Russia, assalto alle bollicine

Russia,  assalto alle bollicine


Altra tappa del Prosecco Doc nel mondo. L’educational tour, avviato a Tokyo- Giappone è giunto a Mosca dove nei giorni scorsi il Consorzio della doc interregionale veneto-friulana, contando sulla collaborazione del Gambero Rosso, ha organizzato una Masterclass volta a illustrare le tante caratteristiche di una denominazione sempre più attrattiva sia per il consumatore che per il trade e il mondo dell’informazione.

La sessione didattica si è svolta negli ampi spazi del “DI Telegraph” ed è stata tenuta da Eleonora Guerini e Lorenzo Ruggeri entrambi espressione del Gambero Rosso con il supporto di Dmitry Fedotov (dell’Indipendent Wine Club e di Winepages.ru)

Nella trasferta russa organizzata dal Consorzio - inserita nel più ampio contesto della manifestazione “Tre Bicchieri-Walkaround Tastin” - sono intervenute, tramite i propri rappresentanti, anche diverse aziende produttrici: AntonioFacchin&Figli, Cà di Rajo, La Jara, Le Contesse, Paladin, Villa Sandi.

Come avvenuto anche nella precedente tappa di Tokyo, sono le donne a rivelare maggior curiosità e da loro, anche a Mosca, sono giunte le domande più interessanti e pertinenti - racconta il presidente della Doc Prosecco Stefano Zanette - Non solo per comprendere meglio il territorio di origine e le caratteristiche peculiari del vino Prosecco; molte domande erano specificamente sulle dimensioni del mercato, e dell’export con richiesta di dettagli sui flussi tra Italia e Russia nei vari periodi e in particolare negli ultimi anni”.

Un mercato - quello degli spirits - che pur non essendo stato toccato dall’embargo russo conseguente alle sanzioni europee, ha accusato un certa flessione.

L’export di Prosecco - prosegue Zanette - stando agli ultimi dati a nostra disposizione, registra ancora un trend negativo ma, confortati anche dall’esito di questa recente esperienza, confidiamo in un pronto rilancio dei rapporti con questo Paese che culturalmente sentiamo a noi molto vicino”.

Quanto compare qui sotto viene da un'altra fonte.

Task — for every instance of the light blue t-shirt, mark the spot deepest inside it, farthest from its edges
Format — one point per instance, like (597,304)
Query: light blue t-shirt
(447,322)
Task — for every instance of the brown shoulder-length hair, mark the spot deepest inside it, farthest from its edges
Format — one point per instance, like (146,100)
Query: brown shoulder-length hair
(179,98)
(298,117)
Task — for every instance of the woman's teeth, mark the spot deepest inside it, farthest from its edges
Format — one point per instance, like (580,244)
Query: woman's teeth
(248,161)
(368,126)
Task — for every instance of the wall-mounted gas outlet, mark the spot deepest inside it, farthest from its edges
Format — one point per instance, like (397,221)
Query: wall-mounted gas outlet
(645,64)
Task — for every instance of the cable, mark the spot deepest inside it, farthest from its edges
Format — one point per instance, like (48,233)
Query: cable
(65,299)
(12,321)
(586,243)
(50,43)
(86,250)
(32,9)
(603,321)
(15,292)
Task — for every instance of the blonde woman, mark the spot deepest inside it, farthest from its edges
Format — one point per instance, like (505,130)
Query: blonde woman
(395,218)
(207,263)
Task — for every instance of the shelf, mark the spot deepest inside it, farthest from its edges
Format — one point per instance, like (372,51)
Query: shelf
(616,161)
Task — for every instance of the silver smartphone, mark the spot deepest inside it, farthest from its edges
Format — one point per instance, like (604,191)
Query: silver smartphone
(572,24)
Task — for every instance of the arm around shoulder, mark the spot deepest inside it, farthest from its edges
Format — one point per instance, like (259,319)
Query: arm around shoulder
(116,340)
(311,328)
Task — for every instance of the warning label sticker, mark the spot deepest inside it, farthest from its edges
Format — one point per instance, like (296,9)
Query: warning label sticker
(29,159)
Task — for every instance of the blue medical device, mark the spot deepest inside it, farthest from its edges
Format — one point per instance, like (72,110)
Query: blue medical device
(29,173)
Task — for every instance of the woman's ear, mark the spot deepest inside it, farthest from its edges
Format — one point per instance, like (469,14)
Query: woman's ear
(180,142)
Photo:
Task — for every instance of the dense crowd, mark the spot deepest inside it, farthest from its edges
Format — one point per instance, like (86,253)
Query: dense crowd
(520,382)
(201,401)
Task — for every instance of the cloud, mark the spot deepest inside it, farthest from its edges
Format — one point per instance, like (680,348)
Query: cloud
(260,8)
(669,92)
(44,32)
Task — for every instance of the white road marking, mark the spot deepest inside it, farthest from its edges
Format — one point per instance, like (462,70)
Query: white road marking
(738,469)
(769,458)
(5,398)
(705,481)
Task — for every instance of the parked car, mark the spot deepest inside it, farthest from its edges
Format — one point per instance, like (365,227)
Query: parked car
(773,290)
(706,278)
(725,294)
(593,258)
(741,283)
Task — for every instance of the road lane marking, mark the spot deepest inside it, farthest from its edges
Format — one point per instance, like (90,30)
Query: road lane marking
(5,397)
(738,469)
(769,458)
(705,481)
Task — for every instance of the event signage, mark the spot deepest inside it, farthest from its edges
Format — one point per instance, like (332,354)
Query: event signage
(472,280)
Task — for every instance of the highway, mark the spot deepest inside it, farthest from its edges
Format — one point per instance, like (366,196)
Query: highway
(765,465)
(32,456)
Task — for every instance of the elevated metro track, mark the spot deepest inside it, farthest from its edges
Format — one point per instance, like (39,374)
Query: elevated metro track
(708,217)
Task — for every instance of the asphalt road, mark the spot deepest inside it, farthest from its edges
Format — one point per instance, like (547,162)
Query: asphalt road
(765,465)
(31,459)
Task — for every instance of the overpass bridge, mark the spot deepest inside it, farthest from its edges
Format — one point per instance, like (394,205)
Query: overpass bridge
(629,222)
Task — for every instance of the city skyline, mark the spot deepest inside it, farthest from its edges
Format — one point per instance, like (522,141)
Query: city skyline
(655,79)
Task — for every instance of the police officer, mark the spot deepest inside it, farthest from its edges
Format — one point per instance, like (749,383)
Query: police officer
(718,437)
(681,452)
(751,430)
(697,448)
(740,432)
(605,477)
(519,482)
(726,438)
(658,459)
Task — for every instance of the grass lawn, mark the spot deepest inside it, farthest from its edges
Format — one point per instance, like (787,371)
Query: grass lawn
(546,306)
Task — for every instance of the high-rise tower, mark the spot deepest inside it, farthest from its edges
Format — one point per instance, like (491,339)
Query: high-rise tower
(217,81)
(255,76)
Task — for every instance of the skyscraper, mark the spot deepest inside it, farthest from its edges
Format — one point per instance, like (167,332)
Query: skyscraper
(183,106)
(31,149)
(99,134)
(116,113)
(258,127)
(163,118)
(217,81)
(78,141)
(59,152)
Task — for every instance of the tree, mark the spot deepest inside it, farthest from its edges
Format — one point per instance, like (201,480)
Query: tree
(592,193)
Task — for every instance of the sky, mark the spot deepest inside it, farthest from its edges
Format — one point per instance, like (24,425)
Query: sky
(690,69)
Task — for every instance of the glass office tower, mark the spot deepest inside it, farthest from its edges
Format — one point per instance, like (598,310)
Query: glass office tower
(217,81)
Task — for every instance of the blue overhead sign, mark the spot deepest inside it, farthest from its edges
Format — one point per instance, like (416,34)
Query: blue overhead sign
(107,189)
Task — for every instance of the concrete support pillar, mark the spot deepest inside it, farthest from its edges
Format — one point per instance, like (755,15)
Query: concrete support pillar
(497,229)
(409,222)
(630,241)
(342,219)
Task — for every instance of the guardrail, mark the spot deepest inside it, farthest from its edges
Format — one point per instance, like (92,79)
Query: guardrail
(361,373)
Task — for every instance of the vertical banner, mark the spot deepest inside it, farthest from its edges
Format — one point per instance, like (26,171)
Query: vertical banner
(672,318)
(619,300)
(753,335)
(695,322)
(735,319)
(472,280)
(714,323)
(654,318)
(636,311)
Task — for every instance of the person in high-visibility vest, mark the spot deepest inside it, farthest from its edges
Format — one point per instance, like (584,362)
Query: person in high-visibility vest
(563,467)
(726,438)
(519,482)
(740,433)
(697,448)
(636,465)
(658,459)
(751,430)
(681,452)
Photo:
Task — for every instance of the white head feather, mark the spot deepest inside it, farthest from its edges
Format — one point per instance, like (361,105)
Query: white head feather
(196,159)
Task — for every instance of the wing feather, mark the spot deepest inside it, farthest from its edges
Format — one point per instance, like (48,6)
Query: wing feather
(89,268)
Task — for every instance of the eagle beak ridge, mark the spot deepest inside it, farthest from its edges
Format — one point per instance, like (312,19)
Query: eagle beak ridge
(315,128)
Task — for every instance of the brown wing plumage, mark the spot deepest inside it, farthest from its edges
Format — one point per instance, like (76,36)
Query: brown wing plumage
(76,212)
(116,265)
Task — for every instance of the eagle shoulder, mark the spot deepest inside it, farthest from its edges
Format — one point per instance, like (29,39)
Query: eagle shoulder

Un auspicio suffragato non solo dal numero dei partecipanti alla Masterclass (dato il sold out dei posti a disposizione, i più insistenti hanno assistito stando in piedi) ma anche dalla velocità con la quale sono state esaurite le scorte di Prosecco in degustazione nei banchi d’assaggio, letteralmente assaliti dal folto pubblico.